Donna Scimeca earned her MA in History from the College of Staten Island and is the Core Program Coordinator and Lecturer.
-6:30pm: Special Event: The Core Program, in partnership with the Department of Sociology and Anthropology, will be presenting Every Mother’s Son, a documentary about police misconduct and the growing national movement for the need to reform policing. The film will be shown in the first hour (6:30pm to 7:20pm). Following the showing of the documentary, King Downing, and attorney and founder of the Human Rights – Racial Justice Center, and one of the mothers profiled in the film, Iris Baez, will join Professor John (Jay) Arena, to lead the audience in a discussion (7:30pm to 8:15pm). This is a CLUE-certified event.

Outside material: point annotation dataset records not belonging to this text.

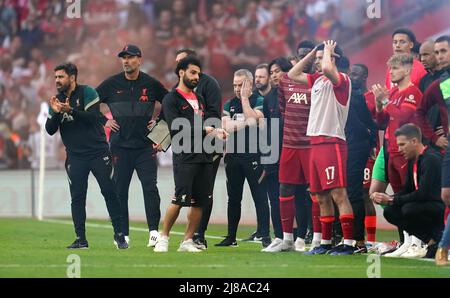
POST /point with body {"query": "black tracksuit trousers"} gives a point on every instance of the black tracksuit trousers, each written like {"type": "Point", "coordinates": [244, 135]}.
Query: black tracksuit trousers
{"type": "Point", "coordinates": [78, 170]}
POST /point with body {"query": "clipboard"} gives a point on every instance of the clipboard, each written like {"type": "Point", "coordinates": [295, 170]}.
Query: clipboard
{"type": "Point", "coordinates": [160, 134]}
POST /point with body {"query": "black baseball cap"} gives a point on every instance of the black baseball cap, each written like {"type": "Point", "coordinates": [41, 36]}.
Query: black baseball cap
{"type": "Point", "coordinates": [131, 50]}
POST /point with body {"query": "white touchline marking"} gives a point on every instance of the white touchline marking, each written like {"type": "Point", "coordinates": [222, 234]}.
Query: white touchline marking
{"type": "Point", "coordinates": [11, 266]}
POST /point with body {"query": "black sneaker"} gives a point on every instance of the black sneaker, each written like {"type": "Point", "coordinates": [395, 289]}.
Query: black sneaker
{"type": "Point", "coordinates": [253, 237]}
{"type": "Point", "coordinates": [79, 244]}
{"type": "Point", "coordinates": [266, 241]}
{"type": "Point", "coordinates": [360, 249]}
{"type": "Point", "coordinates": [119, 241]}
{"type": "Point", "coordinates": [228, 241]}
{"type": "Point", "coordinates": [200, 242]}
{"type": "Point", "coordinates": [308, 236]}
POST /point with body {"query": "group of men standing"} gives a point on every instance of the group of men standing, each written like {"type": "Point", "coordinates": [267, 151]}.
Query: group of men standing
{"type": "Point", "coordinates": [323, 112]}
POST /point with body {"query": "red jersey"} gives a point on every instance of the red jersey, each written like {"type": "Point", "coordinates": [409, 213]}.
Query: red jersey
{"type": "Point", "coordinates": [294, 101]}
{"type": "Point", "coordinates": [371, 103]}
{"type": "Point", "coordinates": [400, 110]}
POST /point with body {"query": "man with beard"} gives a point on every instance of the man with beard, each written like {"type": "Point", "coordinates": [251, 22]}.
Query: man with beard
{"type": "Point", "coordinates": [403, 99]}
{"type": "Point", "coordinates": [192, 169]}
{"type": "Point", "coordinates": [294, 104]}
{"type": "Point", "coordinates": [209, 89]}
{"type": "Point", "coordinates": [270, 111]}
{"type": "Point", "coordinates": [241, 117]}
{"type": "Point", "coordinates": [131, 96]}
{"type": "Point", "coordinates": [75, 112]}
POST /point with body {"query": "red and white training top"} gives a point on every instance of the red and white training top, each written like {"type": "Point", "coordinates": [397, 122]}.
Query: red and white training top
{"type": "Point", "coordinates": [329, 108]}
{"type": "Point", "coordinates": [294, 101]}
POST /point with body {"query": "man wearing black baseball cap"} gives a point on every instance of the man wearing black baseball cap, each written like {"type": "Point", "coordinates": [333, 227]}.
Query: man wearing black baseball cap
{"type": "Point", "coordinates": [132, 96]}
{"type": "Point", "coordinates": [130, 50]}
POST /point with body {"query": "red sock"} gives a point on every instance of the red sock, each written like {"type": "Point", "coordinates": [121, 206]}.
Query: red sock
{"type": "Point", "coordinates": [347, 226]}
{"type": "Point", "coordinates": [287, 213]}
{"type": "Point", "coordinates": [371, 227]}
{"type": "Point", "coordinates": [327, 225]}
{"type": "Point", "coordinates": [315, 210]}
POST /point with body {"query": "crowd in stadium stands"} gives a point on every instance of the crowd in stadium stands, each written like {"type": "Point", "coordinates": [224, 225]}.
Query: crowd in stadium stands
{"type": "Point", "coordinates": [35, 35]}
{"type": "Point", "coordinates": [234, 35]}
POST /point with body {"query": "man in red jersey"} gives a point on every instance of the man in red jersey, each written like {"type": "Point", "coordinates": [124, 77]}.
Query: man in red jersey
{"type": "Point", "coordinates": [403, 41]}
{"type": "Point", "coordinates": [403, 100]}
{"type": "Point", "coordinates": [330, 96]}
{"type": "Point", "coordinates": [359, 74]}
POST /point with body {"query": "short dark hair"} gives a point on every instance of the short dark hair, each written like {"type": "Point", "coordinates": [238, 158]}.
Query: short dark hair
{"type": "Point", "coordinates": [443, 38]}
{"type": "Point", "coordinates": [337, 50]}
{"type": "Point", "coordinates": [343, 64]}
{"type": "Point", "coordinates": [69, 68]}
{"type": "Point", "coordinates": [406, 31]}
{"type": "Point", "coordinates": [306, 44]}
{"type": "Point", "coordinates": [410, 131]}
{"type": "Point", "coordinates": [364, 67]}
{"type": "Point", "coordinates": [263, 66]}
{"type": "Point", "coordinates": [188, 51]}
{"type": "Point", "coordinates": [282, 62]}
{"type": "Point", "coordinates": [185, 62]}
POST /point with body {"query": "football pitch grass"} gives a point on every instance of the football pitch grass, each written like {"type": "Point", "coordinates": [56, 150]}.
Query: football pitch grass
{"type": "Point", "coordinates": [33, 248]}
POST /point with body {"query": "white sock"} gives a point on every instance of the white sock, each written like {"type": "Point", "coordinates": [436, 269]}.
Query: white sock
{"type": "Point", "coordinates": [288, 236]}
{"type": "Point", "coordinates": [416, 241]}
{"type": "Point", "coordinates": [407, 238]}
{"type": "Point", "coordinates": [317, 237]}
{"type": "Point", "coordinates": [348, 242]}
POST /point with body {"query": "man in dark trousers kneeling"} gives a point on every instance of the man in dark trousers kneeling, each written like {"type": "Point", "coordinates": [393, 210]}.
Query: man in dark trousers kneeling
{"type": "Point", "coordinates": [418, 208]}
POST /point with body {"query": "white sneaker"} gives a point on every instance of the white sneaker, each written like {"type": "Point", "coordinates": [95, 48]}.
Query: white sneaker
{"type": "Point", "coordinates": [399, 251]}
{"type": "Point", "coordinates": [153, 238]}
{"type": "Point", "coordinates": [162, 245]}
{"type": "Point", "coordinates": [188, 246]}
{"type": "Point", "coordinates": [416, 251]}
{"type": "Point", "coordinates": [300, 245]}
{"type": "Point", "coordinates": [314, 244]}
{"type": "Point", "coordinates": [275, 246]}
{"type": "Point", "coordinates": [287, 245]}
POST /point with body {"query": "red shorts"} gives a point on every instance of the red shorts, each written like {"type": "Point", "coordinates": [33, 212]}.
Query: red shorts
{"type": "Point", "coordinates": [368, 173]}
{"type": "Point", "coordinates": [328, 167]}
{"type": "Point", "coordinates": [294, 166]}
{"type": "Point", "coordinates": [397, 171]}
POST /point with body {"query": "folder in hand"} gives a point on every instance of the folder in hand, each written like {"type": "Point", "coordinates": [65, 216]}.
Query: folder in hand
{"type": "Point", "coordinates": [160, 134]}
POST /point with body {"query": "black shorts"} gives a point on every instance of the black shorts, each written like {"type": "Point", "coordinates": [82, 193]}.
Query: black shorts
{"type": "Point", "coordinates": [192, 184]}
{"type": "Point", "coordinates": [446, 168]}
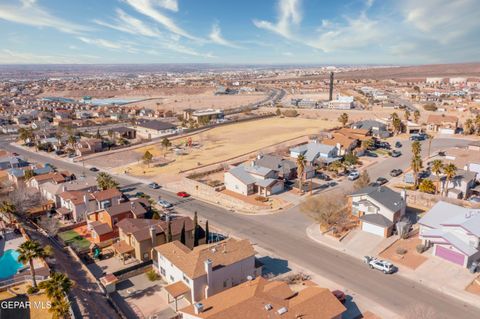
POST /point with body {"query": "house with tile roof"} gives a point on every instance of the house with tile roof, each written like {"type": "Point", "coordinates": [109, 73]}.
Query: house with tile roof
{"type": "Point", "coordinates": [78, 204]}
{"type": "Point", "coordinates": [207, 269]}
{"type": "Point", "coordinates": [262, 299]}
{"type": "Point", "coordinates": [378, 209]}
{"type": "Point", "coordinates": [453, 231]}
{"type": "Point", "coordinates": [138, 237]}
{"type": "Point", "coordinates": [253, 179]}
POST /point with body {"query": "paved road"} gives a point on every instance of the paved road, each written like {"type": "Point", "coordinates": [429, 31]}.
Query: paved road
{"type": "Point", "coordinates": [284, 234]}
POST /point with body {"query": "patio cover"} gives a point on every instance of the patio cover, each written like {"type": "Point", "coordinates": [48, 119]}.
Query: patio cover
{"type": "Point", "coordinates": [177, 289]}
{"type": "Point", "coordinates": [122, 247]}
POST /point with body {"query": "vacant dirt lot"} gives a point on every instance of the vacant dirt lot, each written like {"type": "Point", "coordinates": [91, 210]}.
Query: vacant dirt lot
{"type": "Point", "coordinates": [228, 142]}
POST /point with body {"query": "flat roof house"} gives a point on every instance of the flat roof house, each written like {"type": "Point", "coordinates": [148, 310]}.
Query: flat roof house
{"type": "Point", "coordinates": [263, 299]}
{"type": "Point", "coordinates": [207, 269]}
{"type": "Point", "coordinates": [453, 231]}
{"type": "Point", "coordinates": [378, 209]}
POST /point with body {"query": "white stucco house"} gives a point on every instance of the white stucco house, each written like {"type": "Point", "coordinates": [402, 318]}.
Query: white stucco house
{"type": "Point", "coordinates": [253, 179]}
{"type": "Point", "coordinates": [378, 209]}
{"type": "Point", "coordinates": [453, 231]}
{"type": "Point", "coordinates": [207, 269]}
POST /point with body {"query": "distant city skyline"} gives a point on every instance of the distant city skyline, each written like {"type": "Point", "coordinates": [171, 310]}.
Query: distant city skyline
{"type": "Point", "coordinates": [244, 32]}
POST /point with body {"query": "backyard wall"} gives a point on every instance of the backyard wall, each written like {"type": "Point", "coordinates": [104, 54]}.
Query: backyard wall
{"type": "Point", "coordinates": [209, 194]}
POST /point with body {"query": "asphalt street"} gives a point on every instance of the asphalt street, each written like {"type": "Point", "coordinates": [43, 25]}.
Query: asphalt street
{"type": "Point", "coordinates": [284, 234]}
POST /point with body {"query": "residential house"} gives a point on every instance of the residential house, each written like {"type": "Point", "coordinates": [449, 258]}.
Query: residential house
{"type": "Point", "coordinates": [316, 152]}
{"type": "Point", "coordinates": [138, 237]}
{"type": "Point", "coordinates": [453, 231]}
{"type": "Point", "coordinates": [374, 127]}
{"type": "Point", "coordinates": [253, 179]}
{"type": "Point", "coordinates": [153, 128]}
{"type": "Point", "coordinates": [443, 124]}
{"type": "Point", "coordinates": [378, 209]}
{"type": "Point", "coordinates": [284, 168]}
{"type": "Point", "coordinates": [262, 299]}
{"type": "Point", "coordinates": [51, 190]}
{"type": "Point", "coordinates": [88, 146]}
{"type": "Point", "coordinates": [207, 269]}
{"type": "Point", "coordinates": [103, 223]}
{"type": "Point", "coordinates": [77, 204]}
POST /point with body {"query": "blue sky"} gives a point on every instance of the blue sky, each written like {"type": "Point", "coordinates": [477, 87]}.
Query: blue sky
{"type": "Point", "coordinates": [239, 31]}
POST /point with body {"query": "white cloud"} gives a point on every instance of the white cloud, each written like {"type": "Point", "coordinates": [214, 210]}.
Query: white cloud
{"type": "Point", "coordinates": [289, 13]}
{"type": "Point", "coordinates": [216, 37]}
{"type": "Point", "coordinates": [15, 57]}
{"type": "Point", "coordinates": [129, 24]}
{"type": "Point", "coordinates": [149, 9]}
{"type": "Point", "coordinates": [354, 33]}
{"type": "Point", "coordinates": [29, 13]}
{"type": "Point", "coordinates": [442, 20]}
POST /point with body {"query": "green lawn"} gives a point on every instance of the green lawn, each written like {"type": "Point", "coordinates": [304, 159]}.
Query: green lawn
{"type": "Point", "coordinates": [73, 239]}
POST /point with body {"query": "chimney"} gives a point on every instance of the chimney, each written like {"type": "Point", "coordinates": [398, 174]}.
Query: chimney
{"type": "Point", "coordinates": [153, 235]}
{"type": "Point", "coordinates": [209, 272]}
{"type": "Point", "coordinates": [198, 307]}
{"type": "Point", "coordinates": [330, 94]}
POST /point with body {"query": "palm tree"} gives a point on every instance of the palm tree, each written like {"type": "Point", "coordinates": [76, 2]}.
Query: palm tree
{"type": "Point", "coordinates": [28, 251]}
{"type": "Point", "coordinates": [450, 172]}
{"type": "Point", "coordinates": [300, 171]}
{"type": "Point", "coordinates": [468, 127]}
{"type": "Point", "coordinates": [8, 208]}
{"type": "Point", "coordinates": [343, 119]}
{"type": "Point", "coordinates": [437, 167]}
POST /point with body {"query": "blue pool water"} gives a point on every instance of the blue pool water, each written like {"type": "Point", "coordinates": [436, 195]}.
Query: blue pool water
{"type": "Point", "coordinates": [9, 264]}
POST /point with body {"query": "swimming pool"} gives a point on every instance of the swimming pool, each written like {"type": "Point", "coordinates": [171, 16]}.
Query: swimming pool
{"type": "Point", "coordinates": [9, 264]}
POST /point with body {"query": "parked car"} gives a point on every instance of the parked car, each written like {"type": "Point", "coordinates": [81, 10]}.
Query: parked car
{"type": "Point", "coordinates": [382, 265]}
{"type": "Point", "coordinates": [396, 172]}
{"type": "Point", "coordinates": [353, 175]}
{"type": "Point", "coordinates": [164, 203]}
{"type": "Point", "coordinates": [381, 180]}
{"type": "Point", "coordinates": [340, 295]}
{"type": "Point", "coordinates": [395, 153]}
{"type": "Point", "coordinates": [183, 194]}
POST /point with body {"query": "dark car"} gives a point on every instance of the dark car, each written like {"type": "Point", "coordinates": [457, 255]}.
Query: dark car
{"type": "Point", "coordinates": [396, 172]}
{"type": "Point", "coordinates": [381, 180]}
{"type": "Point", "coordinates": [395, 153]}
{"type": "Point", "coordinates": [340, 295]}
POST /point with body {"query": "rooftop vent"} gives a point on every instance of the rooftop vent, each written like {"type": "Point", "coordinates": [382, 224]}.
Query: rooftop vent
{"type": "Point", "coordinates": [282, 310]}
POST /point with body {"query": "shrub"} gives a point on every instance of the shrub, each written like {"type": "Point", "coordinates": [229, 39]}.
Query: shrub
{"type": "Point", "coordinates": [32, 290]}
{"type": "Point", "coordinates": [421, 248]}
{"type": "Point", "coordinates": [152, 275]}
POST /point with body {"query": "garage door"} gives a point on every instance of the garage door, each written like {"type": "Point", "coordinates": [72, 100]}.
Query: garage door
{"type": "Point", "coordinates": [449, 255]}
{"type": "Point", "coordinates": [374, 229]}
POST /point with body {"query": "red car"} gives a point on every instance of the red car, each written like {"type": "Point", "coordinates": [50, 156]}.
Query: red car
{"type": "Point", "coordinates": [340, 295]}
{"type": "Point", "coordinates": [183, 194]}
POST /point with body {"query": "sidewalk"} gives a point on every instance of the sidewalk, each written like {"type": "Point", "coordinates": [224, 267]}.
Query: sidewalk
{"type": "Point", "coordinates": [432, 274]}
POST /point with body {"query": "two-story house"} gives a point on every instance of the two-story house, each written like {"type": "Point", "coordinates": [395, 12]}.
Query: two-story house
{"type": "Point", "coordinates": [378, 209]}
{"type": "Point", "coordinates": [453, 231]}
{"type": "Point", "coordinates": [207, 269]}
{"type": "Point", "coordinates": [138, 237]}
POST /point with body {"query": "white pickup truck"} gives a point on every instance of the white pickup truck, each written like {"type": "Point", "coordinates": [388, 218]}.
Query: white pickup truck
{"type": "Point", "coordinates": [382, 265]}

John (Jay) Arena, Assistant Professor in the Department of Sociology and Anthropology, earned his PhD in Sociology, and MA in Latin American Studies, from Tulane University in New Orleans and joined the College of Staten Island’s Department of Sociology and Anthropology in fall 2008. Prior to and during graduate school, he participated in various community and labor-organizing efforts in New Orleans. As a public sociologist, he has built on and maintained this commitment to social change by linking his research, writing, and teaching to the service of changing oppressive social conditions.